Other non-multi-client lobbying firms that ranked among the top 20 spenders were the National Federation of Independent Business ($199,264), the Michigan Credit Union League ($195,786), Blue Cross Blue Shield of Michigan ($180,186) and the Michigan Dental Association ($132,203).
Here are some other details from our new list of the top 200 spenders on lobbying:
— Two groups with heavy interest in Michigan’s prevailing wage law boosted their spending on lobbying. In June, lawmakers voted to repeal the law, which set wage standards for publicly-funded construction projects.
The National Electrical Contractors Association, which opposed the repeal, reported spending $120,000 on lobbying over the first seven months of 2018. Over the same time period in 2017, the group spent just $50,000. Similarly, the Michigan Regional Council of Carpenters, which also opposed repeal, reported spending $71,610 on lobbying over the first seven months of 2018. Over the same time period in 2017, the group spent just $10,996.
The Associated Builders and Contractors of Michigan, which championed prevailing wage repeal, increased its spending by a small amount. Over the first seven months of 2018, the group spent $47,619. Over the same time period in 2017, the group spent $43,724.
— One of the new groups on the top 200 list was Waymo LLC, a self-driving car company. Waymo LLC reported spending $37,618 on lobbying Michigan state government over the first months of the year. The Legislature approved laws on self-driving vehicles in 2016.
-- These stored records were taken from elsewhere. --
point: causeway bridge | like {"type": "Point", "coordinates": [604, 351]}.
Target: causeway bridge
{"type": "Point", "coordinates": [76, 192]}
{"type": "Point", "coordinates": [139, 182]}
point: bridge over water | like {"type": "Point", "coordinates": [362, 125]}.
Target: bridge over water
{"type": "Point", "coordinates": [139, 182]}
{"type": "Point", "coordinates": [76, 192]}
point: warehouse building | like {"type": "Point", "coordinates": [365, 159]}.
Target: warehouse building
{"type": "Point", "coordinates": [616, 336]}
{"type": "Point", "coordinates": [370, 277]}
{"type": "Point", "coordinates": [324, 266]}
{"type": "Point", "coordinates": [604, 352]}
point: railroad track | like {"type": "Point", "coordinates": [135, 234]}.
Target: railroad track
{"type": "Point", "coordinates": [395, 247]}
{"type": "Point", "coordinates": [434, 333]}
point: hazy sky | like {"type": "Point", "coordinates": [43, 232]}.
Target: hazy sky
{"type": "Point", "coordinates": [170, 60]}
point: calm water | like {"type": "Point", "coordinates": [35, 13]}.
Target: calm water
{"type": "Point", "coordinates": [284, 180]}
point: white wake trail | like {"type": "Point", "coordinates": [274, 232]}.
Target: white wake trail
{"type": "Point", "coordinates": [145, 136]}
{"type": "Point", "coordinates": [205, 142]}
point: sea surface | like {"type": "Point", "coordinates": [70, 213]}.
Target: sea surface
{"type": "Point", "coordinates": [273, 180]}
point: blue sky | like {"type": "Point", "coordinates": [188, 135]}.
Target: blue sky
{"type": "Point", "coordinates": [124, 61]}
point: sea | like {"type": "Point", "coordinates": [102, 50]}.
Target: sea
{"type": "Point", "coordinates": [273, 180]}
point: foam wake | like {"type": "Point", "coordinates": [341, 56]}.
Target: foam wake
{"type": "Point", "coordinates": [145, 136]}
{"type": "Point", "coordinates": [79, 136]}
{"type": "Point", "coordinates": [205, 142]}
Other technology companies to make the top spenders list included Facebook, which spent $30,136, and Google, which spent $28,367.
— Another newcomer to the list was the Convention of States Action, a national group that wants to call a convention of the states to propose constitutional amendments to “impose fiscal restraints on the federal government, limit its power and jurisdiction and impose term limits on its officials and members of Congress,” says its website. The group reported spending $31,541 on lobbying state government over the first seven months of the year.
Resolutions to call such a convention have been introduced in the House and the Senate. In both chambers, the resolutions advanced out of committees and are currently awaiting pending votes from the full House and the full Senate.
— Public institutions that are funded by tax dollars also shell out money to lobby state government. On the new list of the top 200 spenders were seven universities, two state agencies, two cities and one county.
Among them were Michigan State University ($87,735), the Michigan Department of Treasury ($80,000) and the University of Michigan Board of Regents ($73,087). Gov. Rick Snyder’s office reported spending $48,000 — the same amount it reported over the same period last year.